Nestled between the Adirondack Mountains to the west and Lake Champlain to the east, the town was formed in 1792 from Plattsburgh and Willsboro (Essex Co). Settlers thought the mountains surrounding the town resembled those of the Andean nation. The Ausable River crosses the southeast corner of the town, while the Little Ausable River drains most of the rest.
The earliest concentration of settlers was a Quaker community called "Union," in the vicinity of the present Keese Homestead and Quaker Cemetery. These Quakers were mainly farmers. Many became active in the Underground Railroad, with known stops at the homes of Stephen Keese Smith and Samuel Keese, both dedicated abolitionists in town.
Peru's rich military history places it on the map of important Revolutionary War sites. On October 11, 1776, the historic Revolutionary War naval battle of Valcour, led by Benedict Arnold, occurred in the channel between Peru and Valcour Island to the east. Though the Americans could not claim victory, they did successfully hamper the advancing British naval fleet and thus delayed British General Burgoyne's advance on Saratoga. Visitors can follow Route 9 to the Benedict Arnold Monument, and from the Peru dock they can see Valcour Island.

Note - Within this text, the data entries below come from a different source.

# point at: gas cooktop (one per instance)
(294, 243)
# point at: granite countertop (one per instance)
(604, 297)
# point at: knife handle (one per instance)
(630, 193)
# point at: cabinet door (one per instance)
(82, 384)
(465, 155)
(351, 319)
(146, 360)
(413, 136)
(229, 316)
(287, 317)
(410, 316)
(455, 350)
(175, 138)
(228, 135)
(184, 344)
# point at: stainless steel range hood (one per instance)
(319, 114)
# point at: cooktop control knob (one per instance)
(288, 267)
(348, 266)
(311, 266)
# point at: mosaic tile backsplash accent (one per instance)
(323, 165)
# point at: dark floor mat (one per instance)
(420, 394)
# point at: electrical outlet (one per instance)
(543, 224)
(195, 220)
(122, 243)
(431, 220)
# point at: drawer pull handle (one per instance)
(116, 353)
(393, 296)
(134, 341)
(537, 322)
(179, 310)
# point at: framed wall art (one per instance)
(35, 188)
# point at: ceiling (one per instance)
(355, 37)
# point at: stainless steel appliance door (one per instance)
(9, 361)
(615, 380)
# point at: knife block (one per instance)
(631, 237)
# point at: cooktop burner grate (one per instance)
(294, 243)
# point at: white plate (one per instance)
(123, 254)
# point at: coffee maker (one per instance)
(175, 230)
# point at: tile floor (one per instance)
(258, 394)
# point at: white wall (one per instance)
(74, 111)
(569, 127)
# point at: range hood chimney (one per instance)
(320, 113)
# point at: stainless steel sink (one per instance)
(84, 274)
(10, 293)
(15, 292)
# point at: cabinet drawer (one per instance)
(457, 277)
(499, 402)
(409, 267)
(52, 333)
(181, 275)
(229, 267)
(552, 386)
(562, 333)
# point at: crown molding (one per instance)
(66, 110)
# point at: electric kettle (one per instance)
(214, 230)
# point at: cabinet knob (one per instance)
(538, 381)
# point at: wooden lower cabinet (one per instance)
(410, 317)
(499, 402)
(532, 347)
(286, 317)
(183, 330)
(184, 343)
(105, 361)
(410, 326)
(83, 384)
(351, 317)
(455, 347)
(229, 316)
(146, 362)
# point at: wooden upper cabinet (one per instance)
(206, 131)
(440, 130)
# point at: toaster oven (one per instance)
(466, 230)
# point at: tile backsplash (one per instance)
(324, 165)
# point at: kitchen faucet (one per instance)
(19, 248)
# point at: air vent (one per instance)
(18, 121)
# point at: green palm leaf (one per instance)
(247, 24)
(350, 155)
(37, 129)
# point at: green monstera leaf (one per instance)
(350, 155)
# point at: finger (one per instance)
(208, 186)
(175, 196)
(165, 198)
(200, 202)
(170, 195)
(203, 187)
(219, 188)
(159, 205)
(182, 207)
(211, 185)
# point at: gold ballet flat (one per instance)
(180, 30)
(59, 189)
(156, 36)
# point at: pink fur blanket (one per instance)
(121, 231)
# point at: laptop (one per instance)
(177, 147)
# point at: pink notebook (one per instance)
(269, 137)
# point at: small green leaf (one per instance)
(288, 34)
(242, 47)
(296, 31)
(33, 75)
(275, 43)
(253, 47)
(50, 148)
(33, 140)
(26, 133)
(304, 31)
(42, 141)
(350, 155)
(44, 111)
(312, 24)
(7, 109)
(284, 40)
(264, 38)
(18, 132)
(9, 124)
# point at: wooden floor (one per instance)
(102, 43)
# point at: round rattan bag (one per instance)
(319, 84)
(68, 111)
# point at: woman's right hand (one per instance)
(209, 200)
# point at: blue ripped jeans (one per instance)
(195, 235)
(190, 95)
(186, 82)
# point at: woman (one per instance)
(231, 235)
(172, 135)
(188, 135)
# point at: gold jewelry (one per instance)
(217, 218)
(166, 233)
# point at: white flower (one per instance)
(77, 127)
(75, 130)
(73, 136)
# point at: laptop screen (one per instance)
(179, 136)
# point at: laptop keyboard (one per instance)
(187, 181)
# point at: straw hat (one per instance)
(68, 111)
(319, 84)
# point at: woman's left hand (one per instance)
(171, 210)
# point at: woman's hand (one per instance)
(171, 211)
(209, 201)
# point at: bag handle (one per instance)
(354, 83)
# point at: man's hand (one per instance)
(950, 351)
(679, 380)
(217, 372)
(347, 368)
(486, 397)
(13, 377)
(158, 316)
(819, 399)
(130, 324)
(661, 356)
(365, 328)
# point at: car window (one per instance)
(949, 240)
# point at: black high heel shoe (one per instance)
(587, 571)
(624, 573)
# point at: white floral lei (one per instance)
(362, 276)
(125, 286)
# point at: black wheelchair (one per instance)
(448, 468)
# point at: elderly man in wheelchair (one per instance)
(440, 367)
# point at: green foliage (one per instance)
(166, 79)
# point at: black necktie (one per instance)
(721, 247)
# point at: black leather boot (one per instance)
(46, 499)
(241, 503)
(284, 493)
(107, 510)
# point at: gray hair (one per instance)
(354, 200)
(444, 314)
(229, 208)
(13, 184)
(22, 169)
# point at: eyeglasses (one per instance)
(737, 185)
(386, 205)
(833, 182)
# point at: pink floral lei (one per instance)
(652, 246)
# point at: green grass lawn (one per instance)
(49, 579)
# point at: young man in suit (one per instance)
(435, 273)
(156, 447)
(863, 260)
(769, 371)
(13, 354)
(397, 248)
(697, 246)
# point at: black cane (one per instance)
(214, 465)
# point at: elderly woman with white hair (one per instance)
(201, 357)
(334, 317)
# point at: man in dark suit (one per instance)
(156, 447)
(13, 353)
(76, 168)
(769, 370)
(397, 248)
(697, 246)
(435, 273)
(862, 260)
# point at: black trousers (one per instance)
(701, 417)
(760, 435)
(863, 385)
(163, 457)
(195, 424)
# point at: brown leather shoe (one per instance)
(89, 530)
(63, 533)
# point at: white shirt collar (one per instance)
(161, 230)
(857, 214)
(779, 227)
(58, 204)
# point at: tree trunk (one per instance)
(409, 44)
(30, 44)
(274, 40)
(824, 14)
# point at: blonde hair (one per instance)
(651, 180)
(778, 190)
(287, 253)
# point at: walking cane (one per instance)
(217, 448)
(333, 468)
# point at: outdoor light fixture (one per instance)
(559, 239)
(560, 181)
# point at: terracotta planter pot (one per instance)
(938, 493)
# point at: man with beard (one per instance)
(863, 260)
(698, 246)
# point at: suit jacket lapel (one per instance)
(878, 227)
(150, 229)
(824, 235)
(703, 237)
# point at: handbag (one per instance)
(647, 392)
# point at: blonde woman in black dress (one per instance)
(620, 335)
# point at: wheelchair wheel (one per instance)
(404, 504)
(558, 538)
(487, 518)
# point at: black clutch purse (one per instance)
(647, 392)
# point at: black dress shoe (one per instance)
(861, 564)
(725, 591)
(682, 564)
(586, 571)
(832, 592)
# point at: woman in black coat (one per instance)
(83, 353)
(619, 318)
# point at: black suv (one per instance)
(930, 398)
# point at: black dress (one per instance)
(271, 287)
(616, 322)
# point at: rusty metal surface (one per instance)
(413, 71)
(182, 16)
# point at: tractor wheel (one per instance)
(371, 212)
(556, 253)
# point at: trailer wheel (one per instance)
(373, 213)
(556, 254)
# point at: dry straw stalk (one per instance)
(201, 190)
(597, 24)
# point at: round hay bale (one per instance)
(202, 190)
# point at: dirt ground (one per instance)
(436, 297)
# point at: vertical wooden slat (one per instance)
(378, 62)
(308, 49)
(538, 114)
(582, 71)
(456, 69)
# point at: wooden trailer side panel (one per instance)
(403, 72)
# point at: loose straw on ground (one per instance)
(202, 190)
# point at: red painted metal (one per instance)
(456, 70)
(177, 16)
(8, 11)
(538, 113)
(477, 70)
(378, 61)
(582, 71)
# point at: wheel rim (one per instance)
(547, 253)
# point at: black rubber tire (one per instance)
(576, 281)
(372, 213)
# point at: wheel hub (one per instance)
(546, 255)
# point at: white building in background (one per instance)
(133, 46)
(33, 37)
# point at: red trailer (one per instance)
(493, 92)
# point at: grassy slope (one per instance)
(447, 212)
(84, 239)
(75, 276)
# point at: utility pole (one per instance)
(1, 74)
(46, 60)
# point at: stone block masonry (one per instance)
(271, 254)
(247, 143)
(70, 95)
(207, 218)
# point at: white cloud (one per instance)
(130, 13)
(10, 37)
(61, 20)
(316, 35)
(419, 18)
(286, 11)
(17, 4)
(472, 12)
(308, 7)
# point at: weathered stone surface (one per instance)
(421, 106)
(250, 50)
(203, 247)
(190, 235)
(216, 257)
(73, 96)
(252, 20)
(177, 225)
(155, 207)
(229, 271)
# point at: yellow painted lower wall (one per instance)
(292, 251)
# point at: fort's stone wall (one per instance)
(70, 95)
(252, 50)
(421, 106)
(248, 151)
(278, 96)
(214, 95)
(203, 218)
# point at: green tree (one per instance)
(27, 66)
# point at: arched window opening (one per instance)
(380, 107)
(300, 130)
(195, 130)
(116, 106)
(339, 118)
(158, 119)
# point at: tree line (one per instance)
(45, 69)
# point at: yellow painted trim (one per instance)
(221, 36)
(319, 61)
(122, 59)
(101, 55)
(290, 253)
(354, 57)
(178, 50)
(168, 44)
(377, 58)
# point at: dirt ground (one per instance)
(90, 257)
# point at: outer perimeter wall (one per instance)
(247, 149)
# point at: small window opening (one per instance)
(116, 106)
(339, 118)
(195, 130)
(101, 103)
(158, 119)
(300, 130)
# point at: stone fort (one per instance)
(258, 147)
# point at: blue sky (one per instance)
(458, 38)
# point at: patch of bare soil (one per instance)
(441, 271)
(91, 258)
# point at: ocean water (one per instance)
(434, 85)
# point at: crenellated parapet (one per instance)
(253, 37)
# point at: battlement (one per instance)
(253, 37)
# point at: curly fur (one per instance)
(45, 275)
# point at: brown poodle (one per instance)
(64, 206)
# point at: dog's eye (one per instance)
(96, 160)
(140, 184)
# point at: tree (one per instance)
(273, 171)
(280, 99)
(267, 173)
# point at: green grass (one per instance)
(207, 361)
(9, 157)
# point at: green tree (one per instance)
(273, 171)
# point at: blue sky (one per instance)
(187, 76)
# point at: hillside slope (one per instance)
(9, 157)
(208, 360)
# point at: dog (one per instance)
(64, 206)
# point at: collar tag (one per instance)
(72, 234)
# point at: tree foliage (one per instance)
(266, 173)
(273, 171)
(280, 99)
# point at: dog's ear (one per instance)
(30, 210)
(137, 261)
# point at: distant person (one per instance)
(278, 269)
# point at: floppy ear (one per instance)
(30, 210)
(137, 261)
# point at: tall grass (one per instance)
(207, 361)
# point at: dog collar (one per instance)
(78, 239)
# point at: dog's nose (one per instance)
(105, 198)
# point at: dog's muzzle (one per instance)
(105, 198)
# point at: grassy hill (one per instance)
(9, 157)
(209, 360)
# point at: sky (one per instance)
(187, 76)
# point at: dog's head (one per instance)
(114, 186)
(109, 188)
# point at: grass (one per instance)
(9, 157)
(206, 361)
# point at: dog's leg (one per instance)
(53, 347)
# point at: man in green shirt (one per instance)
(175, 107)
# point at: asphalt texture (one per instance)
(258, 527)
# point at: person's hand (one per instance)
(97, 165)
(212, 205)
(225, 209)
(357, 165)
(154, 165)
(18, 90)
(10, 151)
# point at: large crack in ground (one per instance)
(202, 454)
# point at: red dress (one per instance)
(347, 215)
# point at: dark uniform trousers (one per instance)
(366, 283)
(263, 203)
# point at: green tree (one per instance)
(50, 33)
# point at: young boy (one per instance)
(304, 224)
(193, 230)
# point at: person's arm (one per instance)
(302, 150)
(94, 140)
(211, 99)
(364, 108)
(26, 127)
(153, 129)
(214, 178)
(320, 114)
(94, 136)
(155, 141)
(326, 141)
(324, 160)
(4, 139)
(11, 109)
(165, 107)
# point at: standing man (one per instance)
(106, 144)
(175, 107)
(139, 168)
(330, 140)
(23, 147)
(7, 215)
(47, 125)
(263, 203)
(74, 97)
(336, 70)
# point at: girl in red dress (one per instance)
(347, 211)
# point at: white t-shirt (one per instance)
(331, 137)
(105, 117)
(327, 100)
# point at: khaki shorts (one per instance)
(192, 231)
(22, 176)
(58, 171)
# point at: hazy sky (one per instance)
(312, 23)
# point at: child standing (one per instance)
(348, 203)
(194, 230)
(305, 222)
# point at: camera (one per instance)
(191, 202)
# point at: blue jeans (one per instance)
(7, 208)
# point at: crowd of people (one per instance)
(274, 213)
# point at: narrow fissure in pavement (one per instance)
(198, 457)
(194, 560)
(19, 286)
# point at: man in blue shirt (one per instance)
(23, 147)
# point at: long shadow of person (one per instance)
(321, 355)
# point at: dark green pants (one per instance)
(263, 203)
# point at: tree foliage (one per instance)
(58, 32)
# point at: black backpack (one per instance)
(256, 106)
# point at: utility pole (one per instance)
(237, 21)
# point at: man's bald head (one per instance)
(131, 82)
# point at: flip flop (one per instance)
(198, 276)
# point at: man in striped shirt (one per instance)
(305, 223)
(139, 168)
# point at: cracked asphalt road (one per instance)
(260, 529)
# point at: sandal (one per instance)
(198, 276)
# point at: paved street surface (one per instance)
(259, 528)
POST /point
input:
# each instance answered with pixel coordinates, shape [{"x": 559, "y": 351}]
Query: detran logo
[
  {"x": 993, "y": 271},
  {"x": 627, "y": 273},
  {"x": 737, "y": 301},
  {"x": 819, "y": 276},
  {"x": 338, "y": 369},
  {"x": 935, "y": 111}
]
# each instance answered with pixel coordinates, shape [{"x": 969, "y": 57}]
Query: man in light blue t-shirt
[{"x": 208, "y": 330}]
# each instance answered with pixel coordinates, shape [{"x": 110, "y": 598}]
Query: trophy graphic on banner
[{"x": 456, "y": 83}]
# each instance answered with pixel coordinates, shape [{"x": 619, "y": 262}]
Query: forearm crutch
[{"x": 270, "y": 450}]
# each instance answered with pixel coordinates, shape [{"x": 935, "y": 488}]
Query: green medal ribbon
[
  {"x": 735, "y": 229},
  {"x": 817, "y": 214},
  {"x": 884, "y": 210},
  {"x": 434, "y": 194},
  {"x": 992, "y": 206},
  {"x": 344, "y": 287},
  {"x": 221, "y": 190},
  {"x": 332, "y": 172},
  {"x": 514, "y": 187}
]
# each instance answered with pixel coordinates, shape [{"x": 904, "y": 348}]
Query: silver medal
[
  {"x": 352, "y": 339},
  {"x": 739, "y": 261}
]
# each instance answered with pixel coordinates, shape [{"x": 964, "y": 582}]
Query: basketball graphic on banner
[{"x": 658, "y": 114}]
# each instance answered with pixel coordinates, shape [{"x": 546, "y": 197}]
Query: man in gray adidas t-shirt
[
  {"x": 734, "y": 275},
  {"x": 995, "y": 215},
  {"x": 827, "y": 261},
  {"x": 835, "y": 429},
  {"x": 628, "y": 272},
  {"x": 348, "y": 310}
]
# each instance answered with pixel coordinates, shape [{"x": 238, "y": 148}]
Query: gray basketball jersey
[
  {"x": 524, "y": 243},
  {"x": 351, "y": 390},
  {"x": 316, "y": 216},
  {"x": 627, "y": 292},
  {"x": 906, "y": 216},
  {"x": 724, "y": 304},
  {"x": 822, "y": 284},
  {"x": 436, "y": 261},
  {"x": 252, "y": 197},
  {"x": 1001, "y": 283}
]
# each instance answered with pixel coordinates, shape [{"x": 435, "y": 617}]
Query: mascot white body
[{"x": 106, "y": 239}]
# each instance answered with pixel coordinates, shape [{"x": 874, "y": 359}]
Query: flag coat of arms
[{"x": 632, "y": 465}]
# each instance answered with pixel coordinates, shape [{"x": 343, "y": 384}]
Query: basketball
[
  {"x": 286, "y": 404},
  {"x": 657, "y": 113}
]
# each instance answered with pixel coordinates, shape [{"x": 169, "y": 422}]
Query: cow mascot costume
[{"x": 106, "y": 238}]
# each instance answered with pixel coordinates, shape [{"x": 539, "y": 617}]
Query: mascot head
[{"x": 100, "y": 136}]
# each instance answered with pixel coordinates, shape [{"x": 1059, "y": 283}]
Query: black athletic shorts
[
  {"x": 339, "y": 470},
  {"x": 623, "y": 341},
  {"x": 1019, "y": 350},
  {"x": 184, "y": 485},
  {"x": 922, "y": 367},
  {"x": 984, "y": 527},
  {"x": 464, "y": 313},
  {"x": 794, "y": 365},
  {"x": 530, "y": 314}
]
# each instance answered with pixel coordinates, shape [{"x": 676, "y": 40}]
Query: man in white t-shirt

Peru had a very active port, Port Jackson [now Valcour]. Prior to 1823, white pine and other timber were shipped by raft from here to Quebec. After the opening of the Champlain Canal in 1823, lumber was destined for Albany.
Ironworks, lumber mills, cloth and starch factories, dairy farms and orchards provided Peru's economy. Iron making in particular contributed to its growth when high quality iron ore was discovered at Arnold Hill in 1810. As forests were cleared, settlers opened soil rich for agriculture. Though once known for its diversity, including potatoes grown and sold to starch factories, today apple orchards and dairies occupy most of the working lands, while most residents commute to Plattsburgh.